We ended a volatile week that ultimately closed within range, with the latest inflation indicators showing a mixed trend: following a mild CPI (Consumer Price Index) the previous week, July's PPI (Producer Price Index) unexpectedly surged (month-over-month +0.9% vs +0.2% expected, primarily driven by a spike in professional services prices).

To make matters worse, the Michigan University inflation expectations data is also high, with both 1-year and 5-10 year price expectations significantly exceeding forecasts (1-year: 4.4% vs 4.9% expected; 5-10 year: 3.4% vs 3.9% expected). Despite disappointing inflation data, Treasury Secretary Basent continues his dovish rhetoric, claiming that according to their economic 'model', the neutral interest rate should be 150 basis points lower. This is undoubtedly influenced to some extent by President Trump's ongoing agenda to maintain low interest rates.

Despite the official optimism, the market naturally has its own judgments. The hotter inflation data suggests that tariff costs may be passing on to consumers at a faster-than-expected rate, leading to a rebound in the dollar/Treasury yields and a drop in gold prices. Hopes for a 50 basis point rate cut at the September meeting quickly evaporated, and as of Friday's close, the market only priced in about a 90% probability of a single rate cut (25 basis points). However, the market still expects slightly more than two rate cuts by the end of the year.

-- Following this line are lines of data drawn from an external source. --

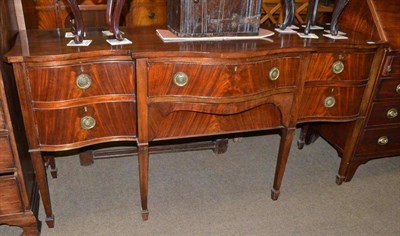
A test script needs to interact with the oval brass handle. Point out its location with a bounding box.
[386,108,399,118]
[81,116,96,130]
[75,74,92,90]
[174,72,189,87]
[269,67,280,81]
[332,61,344,75]
[148,12,156,20]
[377,136,389,145]
[324,96,336,108]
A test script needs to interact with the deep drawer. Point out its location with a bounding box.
[367,101,400,126]
[299,86,364,120]
[356,127,400,155]
[28,61,135,101]
[306,53,374,81]
[0,176,24,215]
[35,101,136,147]
[376,76,400,99]
[148,57,299,97]
[0,136,15,171]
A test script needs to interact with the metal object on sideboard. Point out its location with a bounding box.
[167,0,262,37]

In the past week, cryptocurrency prices have stagnated, with macro factors increasing short-term resistance. Treasury Secretary Basent announced that the value of BTC held by the US government is close to $15-20 billion, rather than the over $23 billion that the market had hoped for, which disappointed the market. More importantly, he further disappointed observers by stating that the government would not purchase more BTC for its 'strategic Bitcoin reserves' and does not expect the government to re-evaluate or sell its gold reserves (valued at $42.22 per ounce) in exchange for Bitcoin.

On the other hand, ETF inflows remain very strong. Bloomberg reports that BTC and ETH ETFs recorded the largest single-week inflow since their launch last week, placing this duo among the top five of all equity ETFs. This movement is mainly driven by a surge in ETF inflows, with a weekly inflow of $17 billion, breaking the previous record.

Looking ahead, the focus will shift to the Jackson Hole meeting later this week. Federal Reserve Chairman Powell's speech will be closely scrutinized by macro observers to assess the policy tone for the remainder of the year. However, given the current inflation backdrop, we do not expect too many new dovish surprises. Unless the September Non-Farm Payroll report (NFP) is very negative, it is unlikely to drive the market to reprice the possibility of a 50 basis point rate cut.

On the sentiment front, we must remind that the current level feels somewhat overly exuberant. The divergence between American consumers' optimism about stock prices and their own income prospects has reached an unprecedented historical level. Meanwhile, as we enter the historically volatile September and October months, fund managers' cash holdings have fallen to cyclical lows (indicating that investments are close to being fully deployed).

Good luck and happy trading!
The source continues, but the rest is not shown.